Just then, the doorbell rings, and who should walk in? Why it’s old Doc Peterson, the man who delivered Lucy in (West) Jamestown, NY.
At last, somebody who can identify Lucy! But Lucy’s still locked in that darned trunk…
- Dr. Peterson: (speaking to Ethel) I couldn’t sign anything until I’m sure that she’s really Lucille McGillicuddy.
- Lucy: (from inside the trunk) Oh, no. I am, Dr. Peterson, I am. I’m Lucille McGillicuddy.
- Dr. Peterson: Well, I don’t know. Uh, I thought she (points at Ethel) was you at first.
- Ethel: Oh, no, now, you could see her. (points to the hole in the trunk) There’s a hole right there in the trunk. You look right through there, you can see that that’s Lucy.
- Dr. Peterson: Well, I’ll take a look. (Bends down and looks through the hole in the trunk) Hi… I can’t tell a thing.
- Lucy: Oh, now, wait a minute, Doc. Wait a minute. (from inside the trunk, Lucy puts one eye up to the hole) Here’s one of my eyes. Here’s my other eye. Here’s my nose. Here’s my mouth. Put them all together and they spell Lucille McGillicuddy!

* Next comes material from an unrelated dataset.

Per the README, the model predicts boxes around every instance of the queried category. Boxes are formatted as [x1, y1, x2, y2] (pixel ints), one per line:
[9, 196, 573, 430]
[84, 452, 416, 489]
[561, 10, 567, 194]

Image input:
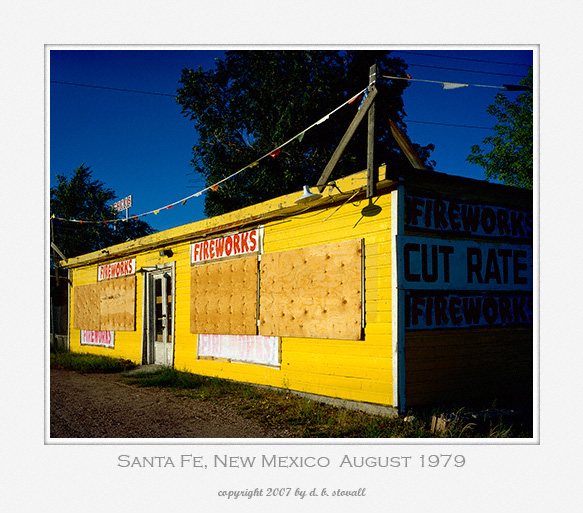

- Dr. Peterson: All that is, is an eye, an eye, a nose and a mouth.
Realizing that she’ll never get her passport, never go to Europe, and likely spend the rest of her days locked in the trunk, Lucy bursts into tears. Doc Peterson cheers her up by remembering a song that he taught her when she was a child.
And so, with Lucy singing ‘Skip to My Lou‘ from inside the trunk, and Doc Peterson dancing a jolly little jig, a perfect opportunity presents itself for Ricky to burst into the apartment with a classic, “What’s going on here?!”
And I was going where with this?
Skip To My Lou quilt: by way of sample blocks with an assist from Lucy Ricardo.
I’ve spent a lot of time lately – when not rerunning old sitcoms in my head; cleaning the sewing room, and culling and organizing fabric, including some much needed rearranging of storage furniture and worktables. The cleaning, sorting and organizing went fairly smoothly. I’d reached the point where I could stand back and admire my hard work – all except for three boxes. What was in those boxes you ask?
Stuff that hadn’t been unpacked since we moved to Oklahoma (cough… thirteen years ago). If pressed to admit the truth, those boxes had been packed up when we left Texas and relocated to Colorado, and then from Colorado to Oklahoma. A time capsule of quilting ‘stuff’, untouched by human hands for centuries… um, maybe let’s just say years.
There were orphan blocks and sample blocks and vintage coverlets, but mainly lots of sample blocks. Sample blocks from my earliest quilting days when I still regularly made sample blocks. And I clearly remember saying to myself, “Save these, you’ll be able to make an entire quilt with a stockpile of sample blocks someday.”
Well, that someday never came until those blocks and I had traveled down a long, long road together.
I had two choices: pitch ’em or use ’em. Of course I went with the opportunity to procrastinate, and so the cleaning, and the culling, and the organizing, and the generally satisfied feeling of a job being well done went right out the window.
Sometimes when faced with orphan blocks, the blocks seem to stare right back at me through an (imaginary) hole in an old vaudeville trunk, saying, ‘Here’s my eye. Here’s my other eye. Here’s my nose. Here’s my mouth’, and I can’t see enough of anything that will suggest a way for the blocks to come together.
But making this little quilt was one of those moments when the blocks and I didn’t end up in a standoff, they very nearly jumped into place themselves.
And the truly amazing part of this sampler? Only one – count ’em one – inset seam. How ever did that happen? Dunno. Some days, and some quilts, just go skipping along like that – even quilts made by a crazy lady who can take a life lesson from an episode of I Love Lucy©.